Konon nama Bonai berasal dari kata Manai dari bahasa Bonai, yang Manai yang kalau diartikan kira-kira berarti "pemalas". Tidak diketahui apakah arti ini ada hubungannya dengan identitas Bonai ini. Sedangkan pendapat lain mengatakan istilah Bonai karena di wilayah pemukiman suku Bonai ini pada masa lalu banyak ditumbuhi pohon Bonai (sejenis pohon ukuran menengah (tidak lebih dari 4 meter), berdaun kecil-kecil, buah bulat-bulat berwarna kemerahan, berwarna hitam bila masak, rasanya agak asam. Buah bonai ini merupakan bahan baku masakan ikan, dimasak dengan air secukupnya dan dijadikan kuah ikan, dengan rasa kuah asam.
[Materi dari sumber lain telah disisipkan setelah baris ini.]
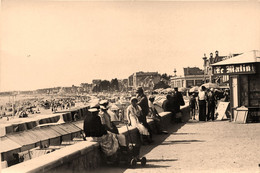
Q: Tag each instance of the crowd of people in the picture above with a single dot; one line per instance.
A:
(174, 100)
(99, 127)
(206, 102)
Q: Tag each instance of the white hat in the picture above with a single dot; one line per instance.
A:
(93, 110)
(133, 98)
(103, 102)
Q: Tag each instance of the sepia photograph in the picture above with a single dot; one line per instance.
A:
(130, 86)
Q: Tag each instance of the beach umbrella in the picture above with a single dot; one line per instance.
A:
(210, 85)
(114, 107)
(194, 89)
(182, 89)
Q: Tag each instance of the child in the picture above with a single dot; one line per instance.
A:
(193, 106)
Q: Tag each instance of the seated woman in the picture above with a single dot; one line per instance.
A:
(133, 112)
(94, 128)
(106, 118)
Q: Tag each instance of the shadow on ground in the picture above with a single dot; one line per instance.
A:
(180, 142)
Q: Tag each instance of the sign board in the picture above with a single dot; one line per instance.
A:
(221, 110)
(234, 69)
(241, 115)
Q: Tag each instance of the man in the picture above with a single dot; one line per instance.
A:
(105, 117)
(211, 104)
(155, 116)
(202, 103)
(179, 99)
(92, 124)
(143, 103)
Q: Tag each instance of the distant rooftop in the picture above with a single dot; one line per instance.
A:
(192, 71)
(247, 57)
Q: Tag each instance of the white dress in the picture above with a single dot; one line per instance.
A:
(132, 114)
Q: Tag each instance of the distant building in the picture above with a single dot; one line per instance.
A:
(123, 84)
(86, 87)
(222, 79)
(193, 76)
(96, 81)
(144, 79)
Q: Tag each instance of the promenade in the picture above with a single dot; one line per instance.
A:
(219, 146)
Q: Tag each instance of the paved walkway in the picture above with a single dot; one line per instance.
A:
(219, 146)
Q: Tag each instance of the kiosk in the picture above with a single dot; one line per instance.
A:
(244, 82)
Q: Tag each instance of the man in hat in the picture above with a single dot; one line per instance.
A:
(92, 124)
(202, 103)
(143, 103)
(155, 116)
(105, 117)
(211, 104)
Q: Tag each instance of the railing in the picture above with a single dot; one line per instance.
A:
(84, 155)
Urang Bonai (orang Bonai) di Rokan Kiri sangat memegang tradisi yang datang dari daerah Bonai “kampong nonom” (kampung yang enam).



Asal usul suku Bonai sendiri tidak diketahui secara pasti, karena yang tertinggal hanya beberapa cerita rakyat di kalangan mereka sendiri.
Konon pada masa lalu ada dua orang Sultan bernama Sutan Harimau dan Jangguik yang berasal dari Tapanuli Selatan dikarenakan pemanggilan Sultan diubah menjadi Sutan, Pada saat Sutan Harimau menjumpai kampung-kampung yang enam tersebut dihantarkanlah satu orang setiap kampung yang sudah dihuni sebelumnya oleh orang Sakai. Kampung enam tersebut adalah 1. Bonai atau disebut juga Kampung Nogori, 2. Sontang, 3. Torusan Puyuh, 4. Titian Gadiang, 5. Toluk Sono (Kasang Mungkai), 6. Sungai Murai (Muaro Dilam) (sekarang termasuk ke dalam kecamatan Bonai Darussalam). 
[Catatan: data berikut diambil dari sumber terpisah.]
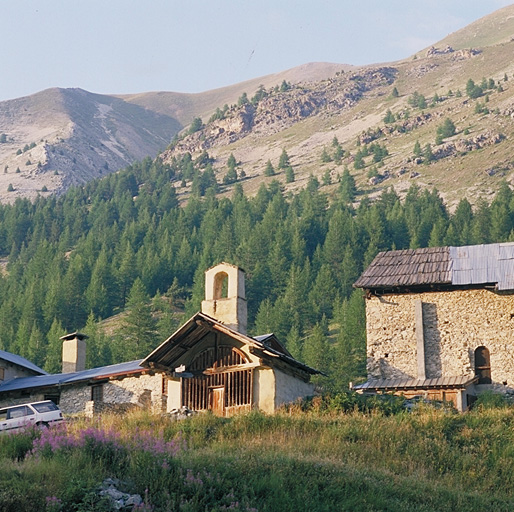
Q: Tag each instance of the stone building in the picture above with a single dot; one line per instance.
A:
(213, 364)
(77, 390)
(207, 364)
(440, 322)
Lalu ke 6 kampung ini pun berkembang setelah kehadiran Sutan Harimau. Keturunan kampung nonom tersebut ada yang merantau hingga ke kalimantan dan diperkirakan ke Brunai Darussalam sekarang, menurut cerita turun temurun nama Brunai darussalam berasal dari Bonai Darussalam berdasarkan daerah asal orang Bonai.
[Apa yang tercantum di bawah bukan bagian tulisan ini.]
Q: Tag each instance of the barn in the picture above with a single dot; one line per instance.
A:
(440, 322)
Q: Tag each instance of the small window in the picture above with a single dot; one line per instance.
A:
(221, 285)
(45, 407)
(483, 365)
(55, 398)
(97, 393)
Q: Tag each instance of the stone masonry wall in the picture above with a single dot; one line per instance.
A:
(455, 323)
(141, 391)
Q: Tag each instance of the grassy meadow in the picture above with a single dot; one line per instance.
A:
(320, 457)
Suku Bonai yang dibawa oleh Sultan Harimau dan Janggui tadinya diperkirakan telah beragama Islam, namun dari beberapa penutur diperkuat dari cerita yang disampaikan T. Khairulzaman, nenek moyang mereka ini adalah dari suku Sakai-Bonai yang menempati daerah sekitar pedalaman Tanjung Pauh, dan antara Toluk Sono dan Sontang, mereka ini tidak mau memeluk Islam. Pertama mereka masuk melalui daerah Deo Limbuk, sebelumnya mereka memasuki daerah ini sesuai cerita asal usul nama Ulak Patian. Daerah Deo Limbuk terletak 3 km dari Ulak Patian sekarang, merupakan daerah dataran tinggi namun bisa terendam banjir pada saat air dalam.

Urang Bonai (orang Bonai) di Ulak Patian
Asal-Usul suku Bonai di Ulak Patian berasal dari kampong nonom di Rokan Kiri kecamatan Bonai Darussalam. Masyarakat suku Bonai di sana mengatakan, bahwa mereka berasal dari Bonai Onom Batin dari kampung Titian Gadiang, sei. Murai dan Rao-rao (kampung letaknya kualo sako) datang secara berkelompok sekitar tahun 1935 dengan mendaulatkan seorang Bogodang bernama Mudo Kacak, mereka ini adalah suku Bonai yang belum beragama Islam.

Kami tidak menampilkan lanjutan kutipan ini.